あ、低アルコールの酒によくありますね。低アルの酒は、8割くらいつわってるんじゃ
ないでしょうか? 

あと、この「つわり香」は、
「もろみ」の段階で出てしまった場合、すごく要注意です!
上記のように、搾った酒には案外よく発生しますけど、それはまあ、いいんです。
もろみの段階で、つわると、ちょっとヤバい兆候なんです。
(ちゅうか、ウチのもろみがそうなんですけど……)

乳酸菌は、酵母よりも、アセト乳酸をたくさん造ります。
ひいては、ジアセチル生成能力が高いわけです。

通常のもろみ、つまり乳酸がおらず、酵母のみ存在しているとき、
もろみが「つわる」ということはありえません。
でも、もろみがなんらかの原因で、乳酸菌に侵されてしまうと、
アセト乳酸が大量に生産され、そのうち、もろみそのものが「つわり」はじめる、というわけです。

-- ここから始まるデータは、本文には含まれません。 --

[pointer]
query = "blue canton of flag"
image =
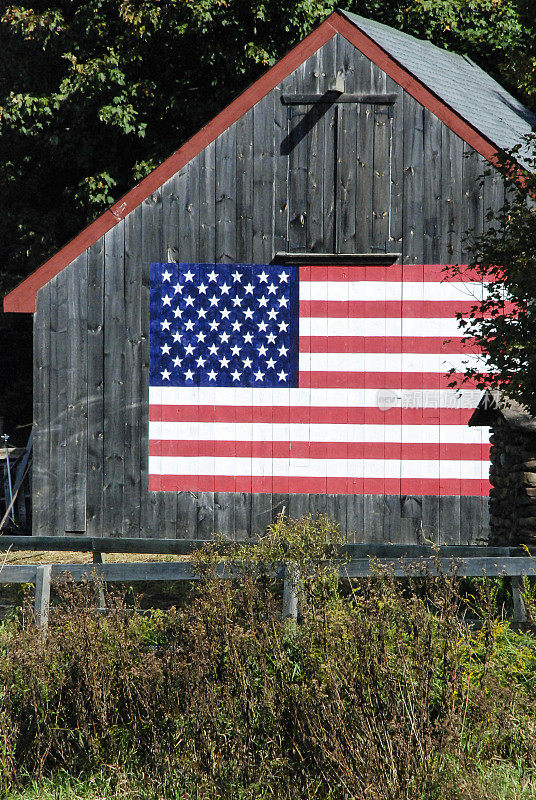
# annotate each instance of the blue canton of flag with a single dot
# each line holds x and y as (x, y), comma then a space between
(223, 325)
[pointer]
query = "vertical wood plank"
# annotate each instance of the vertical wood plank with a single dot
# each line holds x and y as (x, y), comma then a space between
(412, 226)
(451, 196)
(432, 233)
(76, 421)
(135, 404)
(41, 414)
(397, 168)
(95, 388)
(159, 511)
(226, 252)
(114, 380)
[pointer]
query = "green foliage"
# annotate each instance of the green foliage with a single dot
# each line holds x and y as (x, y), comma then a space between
(94, 94)
(503, 325)
(379, 692)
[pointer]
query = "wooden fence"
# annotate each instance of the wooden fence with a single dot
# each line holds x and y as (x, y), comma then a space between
(361, 561)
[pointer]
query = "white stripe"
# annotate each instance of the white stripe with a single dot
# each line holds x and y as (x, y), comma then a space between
(444, 327)
(296, 467)
(343, 398)
(278, 432)
(391, 290)
(388, 362)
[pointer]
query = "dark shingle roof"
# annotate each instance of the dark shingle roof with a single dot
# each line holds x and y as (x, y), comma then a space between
(457, 81)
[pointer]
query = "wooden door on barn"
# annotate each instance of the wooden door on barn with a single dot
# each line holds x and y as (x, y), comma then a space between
(339, 156)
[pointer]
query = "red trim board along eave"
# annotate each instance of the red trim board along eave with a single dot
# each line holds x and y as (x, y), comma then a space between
(22, 299)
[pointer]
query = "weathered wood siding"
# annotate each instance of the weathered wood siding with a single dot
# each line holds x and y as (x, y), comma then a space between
(343, 178)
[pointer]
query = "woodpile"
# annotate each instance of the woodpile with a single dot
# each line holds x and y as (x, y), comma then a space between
(512, 470)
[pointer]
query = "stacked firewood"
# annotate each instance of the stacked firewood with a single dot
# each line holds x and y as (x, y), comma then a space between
(513, 478)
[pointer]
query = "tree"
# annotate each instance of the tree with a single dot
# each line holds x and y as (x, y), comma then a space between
(503, 324)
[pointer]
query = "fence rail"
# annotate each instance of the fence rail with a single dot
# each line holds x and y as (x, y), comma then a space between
(362, 561)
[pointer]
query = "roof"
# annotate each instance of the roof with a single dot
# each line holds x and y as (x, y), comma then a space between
(423, 70)
(458, 81)
(495, 407)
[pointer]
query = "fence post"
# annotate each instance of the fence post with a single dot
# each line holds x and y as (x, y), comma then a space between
(99, 558)
(290, 593)
(43, 575)
(520, 609)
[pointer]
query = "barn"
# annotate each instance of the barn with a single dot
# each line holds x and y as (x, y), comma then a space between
(262, 323)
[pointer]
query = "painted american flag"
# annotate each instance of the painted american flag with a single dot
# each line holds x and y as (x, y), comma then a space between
(311, 379)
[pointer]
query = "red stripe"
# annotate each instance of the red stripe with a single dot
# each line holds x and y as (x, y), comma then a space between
(400, 273)
(331, 450)
(310, 414)
(408, 309)
(385, 344)
(311, 485)
(380, 380)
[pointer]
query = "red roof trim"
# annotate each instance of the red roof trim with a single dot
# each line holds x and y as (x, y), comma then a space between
(22, 299)
(414, 87)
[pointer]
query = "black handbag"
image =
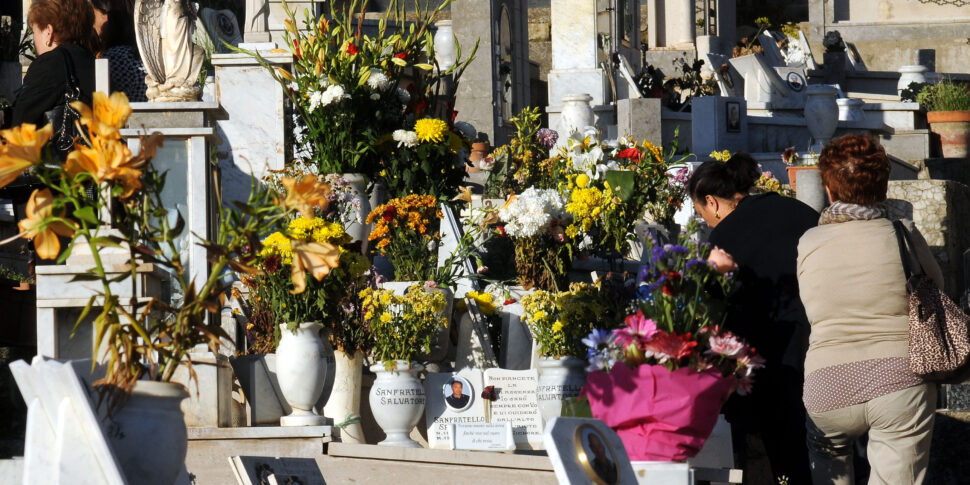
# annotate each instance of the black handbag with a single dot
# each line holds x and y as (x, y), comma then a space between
(63, 117)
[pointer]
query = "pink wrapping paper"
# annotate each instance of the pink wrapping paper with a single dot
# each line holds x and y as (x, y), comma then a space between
(660, 415)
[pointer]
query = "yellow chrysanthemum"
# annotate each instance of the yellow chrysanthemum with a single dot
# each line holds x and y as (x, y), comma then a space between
(430, 130)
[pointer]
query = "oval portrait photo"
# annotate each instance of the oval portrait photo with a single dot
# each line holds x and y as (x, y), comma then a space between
(458, 394)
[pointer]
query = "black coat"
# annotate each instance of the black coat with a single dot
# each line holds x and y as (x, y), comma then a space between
(762, 235)
(45, 81)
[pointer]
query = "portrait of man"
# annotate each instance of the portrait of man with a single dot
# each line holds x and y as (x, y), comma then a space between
(458, 394)
(733, 117)
(600, 458)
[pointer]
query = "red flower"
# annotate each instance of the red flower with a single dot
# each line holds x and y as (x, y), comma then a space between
(631, 153)
(390, 212)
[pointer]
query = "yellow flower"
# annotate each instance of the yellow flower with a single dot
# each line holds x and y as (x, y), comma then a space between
(24, 147)
(106, 115)
(430, 130)
(40, 206)
(305, 194)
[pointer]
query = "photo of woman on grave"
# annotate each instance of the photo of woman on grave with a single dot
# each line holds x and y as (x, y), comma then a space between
(457, 394)
(596, 457)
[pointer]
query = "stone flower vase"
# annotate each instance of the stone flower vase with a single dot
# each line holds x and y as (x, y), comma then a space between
(344, 402)
(953, 128)
(397, 401)
(559, 379)
(151, 415)
(354, 225)
(301, 368)
(821, 113)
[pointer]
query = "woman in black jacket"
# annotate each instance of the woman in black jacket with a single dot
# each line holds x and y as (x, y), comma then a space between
(761, 233)
(63, 38)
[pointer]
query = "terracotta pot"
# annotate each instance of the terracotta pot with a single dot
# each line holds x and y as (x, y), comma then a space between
(953, 128)
(793, 173)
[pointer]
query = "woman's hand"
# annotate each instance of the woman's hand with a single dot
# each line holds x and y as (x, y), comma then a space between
(722, 261)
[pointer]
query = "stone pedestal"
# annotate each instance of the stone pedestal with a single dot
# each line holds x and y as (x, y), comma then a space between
(251, 129)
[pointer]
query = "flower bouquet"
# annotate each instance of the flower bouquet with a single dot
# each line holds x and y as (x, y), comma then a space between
(535, 221)
(661, 379)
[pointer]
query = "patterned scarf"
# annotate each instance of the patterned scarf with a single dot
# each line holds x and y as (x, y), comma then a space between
(844, 212)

まあ、普通の乳酸菌は、アルコール度数が高くなると死ぬので、
高アルコール濃度でひっぱって、酵母に完全発酵させてしまえば、
大丈夫なので、そこまでビビらなくてもいいのですが。

ただし、稀に、腐造性乳酸菌(「もやしもん」で有名ですね!)という、
アルコール耐性のある乳酸菌が増殖することがあるんですが、こうなると大変!
がんがん酸度があがり、酒はつわりまくり、
蔵中に、おひつに入ったまましばらく放置されたご飯の匂いと
赤ちゃんのゲロの匂いが漂いはじめ、そのうちもろみでは、アルコール発酵が止まり、
さらに乳酸菌は増殖し、酒はワインよりもすっぱくなり、
ヨーグルトよりも乳臭くなり、飲めたような代物ではなくなり、
続いて、蔵中の酒が汚染され——と、たいへんなことになってしまうわけです。

ですから、もろみがつわった時には、すわ「腐造」か!
と大騒ぎするハメになるのです。

ちなみに、こういうつわったもろみを救済するため「柱焼酎」というものが発明されました。
いきなり大量のアルコールをぶち込んで、
酵母も乳酸菌も皆殺し(消毒)して、ことなきを得ようとする
荒技です。なんか、口蹄疫対策みたいですね—-。
別にアル添は酒を旨くしようということで始められたんでなく、
こういう、腐造しそうなもろみを救ったり、アルコールの出が悪くて、
雑菌汚染しやすい酒を補強するために行われていたのです。
あくまでも、もろみの事故や、技術不足でのトラブルの時に、行われていたのですね。

それはさておき、うちの「翠竜」も、調べたら、乳酸菌がいたわけです。
そんな多くはないですが、酵母が1mlあたり2億匹ちゃんといますが、
乳酸菌もその1/10くらいいたようです。

調べてくれた、県の先生曰く、
普通の酒にも、まあちょっとはいることがある。
この「翠竜」は、普通以上に、
乳酸菌が多く繁殖しているけど、まあ、なきにしもあらずというレベルらしいです。


しかし、この「つわり」。別にここまで騒ぐのは、日本酒だけです。
ビール、ワイン、みんなつわりまくってます。
特に、赤ワインは「マロラクティック発酵(MLF)」といって、
できた酒に、乳酸菌を繁殖させて酒の味わいを変えるという、日本酒屋にとっては
おそろしい荒技を使う場合があります。
すると、もちろんジアセチルは出ます。だが、ワインはどんな香りもポジティブに
とらえますので、悪くはとらえません。

ビールなどは、低アルコール酒の代表格みたいなものなので、ジアセチルは豊富に出がちです。
そこで、ジアセチル・レストといって、出来た酒に活性酵母を混ぜ込んで、しばらく
ほっておき、ジアセチルを低減する方法がとられます。
日本酒も、活性濁り酒とかは、どんな若く搾っても、絶対につわりません。
酵母が生きていて、ジアセチルを食ってくれるからです。

今、この「翠竜」も、酒度とかアルコール度数的には、もう搾ってもいい頃なんですが、
つわり香を減少させるため、完全発酵するまで低温でひっぱってます。
つまるところ、「ダイアセチル・レスト」しているようなもんかもしれません。

結局、野生酵母が活躍するかなと思っていたら、なんと乳酸菌と混合発酵してしまったわけで、
まったくの想定外(やや危険—-)な展開になりました。

ただ、今後の可能性としては今回のように、
アルコール度数が高くなれば死滅するタイプの乳酸菌を使い、うまく
酵母と同時に発酵させれば、日本酒も酒質を改変することができなくもないのでは? 
と思いました。
乳酸菌が動いたわけだから、味も複雑になっているでしょう!

と思ったら、この「翠竜」の場合は、案外フツーの酒に思えます—–残念。
これから変わるのを期待しましょう。